L'Etat tablait sur une réduction des charges d'environ 20 à 25% par rapport à une offre de nuit classique de SNCF Voyageurs à travers l'optimisation de la conception et de l'exploitation des offres. L'Etat s'appuyait notamment sur le fait que SNCF Voyageurs propose mieux pour moins cher pour la ligne Intercités Nantes-Bordeaux qui a été ouverte à la concurrence et remportée par l'entreprise publique après appel d'offres.
Un point confirmé par le collectif Oui au Train de nuit. "Les liaisons entre grandes métropoles peuvent s’approcher de l’autofinancement, à condition que les opérateurs fassent un effort important pour optimiser le service. Dans la pratique il convient de rassembler les ressources pour lancer un service quotidien (action promise mais pas encore réalisée), en trains entiers (au lieu de demi-trains se recombinant en milieu de trajet). Cela rationalise la production, augmente la fiabilité, améliore les horaires, permet de mieux circuler malgré les nombreux travaux et au final permet d’avancer vers l’autofinancement".
Un point que conteste SNCF Voyageurs.
"Même dans le cadre des hypothèses très hautes de trafic, l'équilibre économique n'est pas atteignable, compte tenu notamment du niveau des coûts de production".
Le collectif rappelle également "que Trenitalia en Italie et Deutsche Bahn en Allemagne exploitent ces mêmes trains de nuit Nightjet sans subventions. Ces opérateurs peuvent tout à fait supporter de légères pertes, qui sont acceptables sachant qu’il s’agit d’un marché émergent".
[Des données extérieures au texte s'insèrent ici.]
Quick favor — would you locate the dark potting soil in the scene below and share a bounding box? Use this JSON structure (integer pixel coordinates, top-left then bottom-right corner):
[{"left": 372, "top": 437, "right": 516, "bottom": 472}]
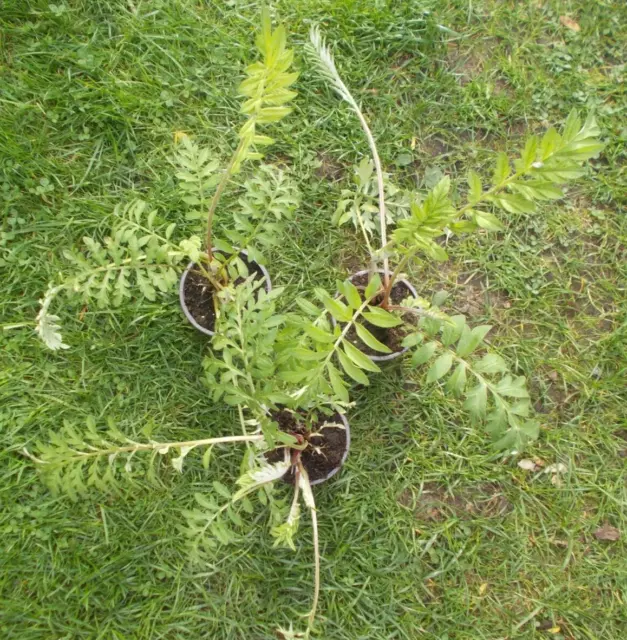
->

Quant à la liaison quotidienne, pour la SNCF c'est à date impossible. "Compte tenu des travaux très importants sur le réseau en France et en Allemagne, le passage en circulations quotidiennes à compter de 2026, comme c'était l'objectif initial, n'était plus envisageable. Ainsi une fréquence de 3 allers-retours avait été maintenue pour la préparation du service annuel 2026, et ce en accord avec l'Etat", insiste le groupe.